Maya will soon take an eight- to ten-week maternity leave. It will be the second one she’s taken in the past three and a half years. Marie and I will miss her while she’s gone, just as we did from late December 2009 to early March 2010, when she gave birth to her first child, little daughter Embry. To say Maya has become a permanent fixture at Southgate Coins is an understatement. Our many clients and friends, and coin-dealer colleagues and business-service providers would verify this.
Time flies, and as incredible as it may seem, Maya’s six years of employment with us represents half the time we’ve had our store in Reno. Maya has seen many other employees come and go. She’s seen the price of gold and silver double and then triple. She’s seen us handle some of the rarest coins in existence. She’s seen new customers become satisfied and loyal clients; and she’s seen other clients move on and disappear. She’s rejoiced with us in our triumphs, and she’s grieved with us over the loss of two of our beloved Yorkies. One constant through all of our mutual experiences has been Maya’s faithfulness to us. We have cherished her for the support she has given us along the way.
We needed that support this past year. Because just when it seemed as if we were due for a break, from the torrid pace we had maintained in our first ten years in Reno, the biggest event of our long career in numismatics happened. All of us (Marie, Maya, Nicole, and me) spent most of 2012 absorbed in the excitement that embraced the Year of Carson City Coins, which culminated in the auction of the Battle Born collection in Philadelphia in August.
The demands of my stressful writing schedule in 2012—for the Battle Born auction catalog and the four articles in Coin World—pushed Maya to the limits of what she had learned as a typist over the previous five years. In addition, there were airline and hotel reservations to schedule and monitor, meetings and lectures to help me prepare for, and dozens (if not hundreds) of other details to direct.
We encountered some turbulence at times, especially when it was all over—in October. Yet, in the end, Maya remained committed. She exemplified the dedication that has defined her six years at Southgate Coins.
Over the past 30 years, Marie and I have learned to adapt our strategies around the plans, schedules, and vicissitudes in the lives of our employees. We shifted into adaptive mode last fall when Maya announced she was pregnant again. She and her husband Matt are preparing for the coming of their second child—it’s hard to believe, but their first child, little Embry, is three years old already. Maya expects to deliver a new playmate for Embry in June.

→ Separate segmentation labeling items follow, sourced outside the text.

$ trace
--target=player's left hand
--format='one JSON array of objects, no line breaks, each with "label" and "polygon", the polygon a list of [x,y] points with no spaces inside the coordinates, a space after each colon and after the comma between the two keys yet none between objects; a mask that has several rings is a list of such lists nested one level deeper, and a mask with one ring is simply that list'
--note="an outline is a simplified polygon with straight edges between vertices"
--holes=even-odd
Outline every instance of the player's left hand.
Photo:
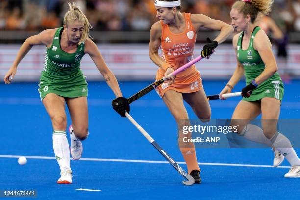
[{"label": "player's left hand", "polygon": [[113,100],[111,104],[114,110],[119,113],[122,117],[126,117],[125,112],[127,111],[129,113],[130,111],[130,106],[128,102],[128,99],[125,97],[119,97]]},{"label": "player's left hand", "polygon": [[[169,75],[174,71],[174,70],[172,67],[169,67],[165,72],[165,77],[168,77]],[[166,81],[169,85],[173,83],[175,81],[176,75],[173,75],[168,77],[168,79]]]},{"label": "player's left hand", "polygon": [[256,89],[257,86],[255,86],[252,83],[250,83],[242,90],[242,96],[246,98],[250,97],[252,94],[252,92],[254,90]]},{"label": "player's left hand", "polygon": [[204,58],[208,58],[209,56],[213,54],[219,43],[215,40],[212,41],[209,38],[206,38],[208,44],[206,44],[203,47],[203,50],[201,51],[201,56]]}]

To help us prepare for her next maternity leave, Maya has teamed with Nicole over the past four and a half months, to train our newest employee, Emily. This is a task Maya has excelled in during her time with us (so has Nicole). The results have been amazing; Emily has advanced as fast and as well as any new girl who has ever donned a Southgate apron. (Thank you Maya—and Nicole—for the exceptional job you’ve done in mentoring Emily.)
Marie and I, with the help of Nicole and Emily, will brace ourselves for Maya’s temporary departure. And, while she’s nurturing her new baby, we will inevitably remind ourselves daily of how much we have relied on Maya; how we have treasured having her with us to help us meet the challenges of running a business, as well as an international club, the Carson City Coin Collectors of America. Many of the members of that organization (familiarly called the C4OA) view her as a pillar, too. They expect her to always be available to answer their phone calls, their emails, and to assist in the preparation of the club’s journal, Curry’s Chronicle. They will have to adjust, just as Marie and I will do, when Maya is on maternity leave.
I think it’s only when you lose someone meaningful in your life—even if it’s just for a short spell—that you realize how important she is to you, and how much you depend on her. I know that will happen to me (and Marie) when Maya has her baby. I’m just glad that after her six years on the job with us, I (we) can feel that way about Maya. It’s called appreciation.
Thank you Maya, for giving us the opportunity to appreciate you during your six years of service at Southgate Coins.